Influential YouTubers Targeted
The attackers have targeted YouTubers who create tutorials on using Windows Packet Divert (WPD) tools, which are popular for bypassing internet restrictions in Russia. Posing as the original developers of these tools, the cybercriminals have filed bogus copyright claims against the creators’ videos. They have then contacted the creators, demanding that they replace legitimate download links with ones leading to malware-infected files, threatening channel bans under YouTube’s “three strikes” policy if they fail to comply.

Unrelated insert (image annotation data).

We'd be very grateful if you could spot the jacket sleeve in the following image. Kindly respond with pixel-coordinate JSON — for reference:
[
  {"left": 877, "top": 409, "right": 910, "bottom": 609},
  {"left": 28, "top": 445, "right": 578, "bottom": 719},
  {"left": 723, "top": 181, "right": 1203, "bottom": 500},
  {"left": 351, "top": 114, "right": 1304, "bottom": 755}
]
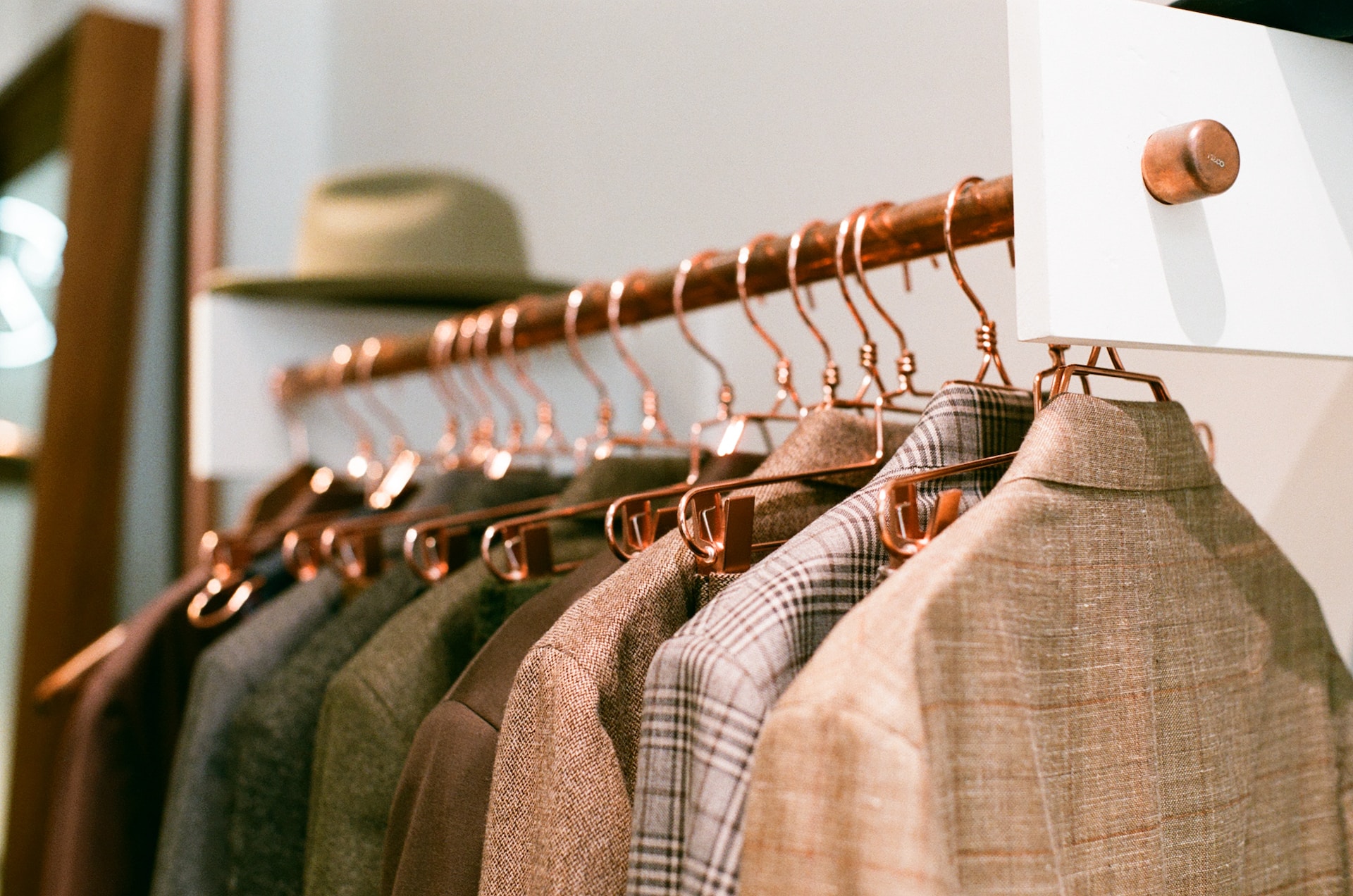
[
  {"left": 739, "top": 704, "right": 958, "bottom": 896},
  {"left": 479, "top": 645, "right": 629, "bottom": 896}
]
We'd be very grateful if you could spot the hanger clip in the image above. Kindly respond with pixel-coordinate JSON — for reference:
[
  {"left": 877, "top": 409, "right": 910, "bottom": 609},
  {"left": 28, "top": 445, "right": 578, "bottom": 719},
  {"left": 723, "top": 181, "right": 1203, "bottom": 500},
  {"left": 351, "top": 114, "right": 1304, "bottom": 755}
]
[
  {"left": 693, "top": 492, "right": 756, "bottom": 575},
  {"left": 878, "top": 482, "right": 963, "bottom": 573}
]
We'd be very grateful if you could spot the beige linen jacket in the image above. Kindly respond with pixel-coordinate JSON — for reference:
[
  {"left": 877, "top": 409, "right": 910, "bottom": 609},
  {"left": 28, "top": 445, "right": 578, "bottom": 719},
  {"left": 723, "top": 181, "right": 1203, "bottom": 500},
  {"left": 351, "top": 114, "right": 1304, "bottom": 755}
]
[
  {"left": 740, "top": 394, "right": 1353, "bottom": 896},
  {"left": 479, "top": 410, "right": 906, "bottom": 896}
]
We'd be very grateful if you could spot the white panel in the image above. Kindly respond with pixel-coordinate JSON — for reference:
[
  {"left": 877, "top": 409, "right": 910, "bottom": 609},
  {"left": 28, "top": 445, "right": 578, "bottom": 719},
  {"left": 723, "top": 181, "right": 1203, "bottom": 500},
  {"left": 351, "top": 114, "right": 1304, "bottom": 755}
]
[{"left": 1009, "top": 0, "right": 1353, "bottom": 357}]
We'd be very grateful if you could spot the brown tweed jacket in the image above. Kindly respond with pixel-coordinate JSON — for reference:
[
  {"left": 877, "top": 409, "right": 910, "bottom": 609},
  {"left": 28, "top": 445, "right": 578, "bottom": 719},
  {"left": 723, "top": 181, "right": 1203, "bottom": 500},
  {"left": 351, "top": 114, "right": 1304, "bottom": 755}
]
[
  {"left": 741, "top": 394, "right": 1353, "bottom": 896},
  {"left": 479, "top": 410, "right": 906, "bottom": 896}
]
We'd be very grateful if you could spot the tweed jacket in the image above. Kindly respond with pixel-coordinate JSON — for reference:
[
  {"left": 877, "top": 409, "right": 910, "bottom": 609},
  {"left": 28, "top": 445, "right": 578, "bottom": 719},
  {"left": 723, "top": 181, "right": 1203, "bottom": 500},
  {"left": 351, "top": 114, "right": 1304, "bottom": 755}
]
[
  {"left": 479, "top": 410, "right": 905, "bottom": 896},
  {"left": 150, "top": 570, "right": 341, "bottom": 896},
  {"left": 626, "top": 383, "right": 1034, "bottom": 896},
  {"left": 381, "top": 454, "right": 765, "bottom": 896},
  {"left": 228, "top": 473, "right": 553, "bottom": 896},
  {"left": 741, "top": 394, "right": 1353, "bottom": 896},
  {"left": 304, "top": 457, "right": 688, "bottom": 896},
  {"left": 38, "top": 568, "right": 218, "bottom": 896}
]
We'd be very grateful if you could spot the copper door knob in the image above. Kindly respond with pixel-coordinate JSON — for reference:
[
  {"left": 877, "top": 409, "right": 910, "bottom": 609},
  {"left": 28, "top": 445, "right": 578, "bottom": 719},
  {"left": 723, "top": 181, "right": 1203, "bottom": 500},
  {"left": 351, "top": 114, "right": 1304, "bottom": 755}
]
[{"left": 1142, "top": 118, "right": 1241, "bottom": 206}]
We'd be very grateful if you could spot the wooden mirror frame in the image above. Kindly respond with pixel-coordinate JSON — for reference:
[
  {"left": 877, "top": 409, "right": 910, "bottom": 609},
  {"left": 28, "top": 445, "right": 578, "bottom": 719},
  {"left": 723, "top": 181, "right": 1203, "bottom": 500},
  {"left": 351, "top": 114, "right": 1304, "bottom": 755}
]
[{"left": 0, "top": 11, "right": 161, "bottom": 895}]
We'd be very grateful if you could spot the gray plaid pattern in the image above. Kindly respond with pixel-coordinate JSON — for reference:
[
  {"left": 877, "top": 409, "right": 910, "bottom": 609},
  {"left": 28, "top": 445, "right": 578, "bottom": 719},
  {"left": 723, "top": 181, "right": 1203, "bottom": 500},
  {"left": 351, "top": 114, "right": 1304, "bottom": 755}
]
[{"left": 626, "top": 383, "right": 1034, "bottom": 896}]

One notable case involved a YouTube channel with 60,000 subscribers, where the creator uploaded videos containing links to a malicious archive hosted on a fraudulent website. These videos amassed over 400,000 views, and the malicious file was downloaded more than 40,000 times before the link was removed. According to Kaspersky’s analysis, this campaign has affected over 2,000 victims in Russia, though the actual number may be higher.
SilentCryptoMiner EMlpoys Evasion Techniques
The distributed malware, SilentCryptoMiner, is a variant of the XMRig cryptocurrency miner. It is capable of mining multiple cryptocurrencies, including Monero (XMR) and Raptoreum (RTM). The malware employs various evasion techniques, such as disabling security protections and injecting itself into legitimate system processes to avoid detection. It also monitors active processes and suspends mining activity when security-related programs are running.
This campaign highlights a concerning evolution in cybercriminal tactics, where attackers exploit the trust between content creators and their audiences to spread malware. Leonid Bezvershenko, a security researcher at Kaspersky, noted, “This tactic of coercing influencers shows how cybercriminals are evolving.” By leveraging social platforms and coercing influencers, attackers create large-scale infection opportunities, underscoring the need for heightened vigilance among both content creators and consumers.
To mitigate such threats, content creators are advised to verify the legitimacy of copyright claims and download links before sharing them with their audience. Users should exercise caution when downloading software from unverified sources and maintain updated security solutions to detect and prevent malware infections.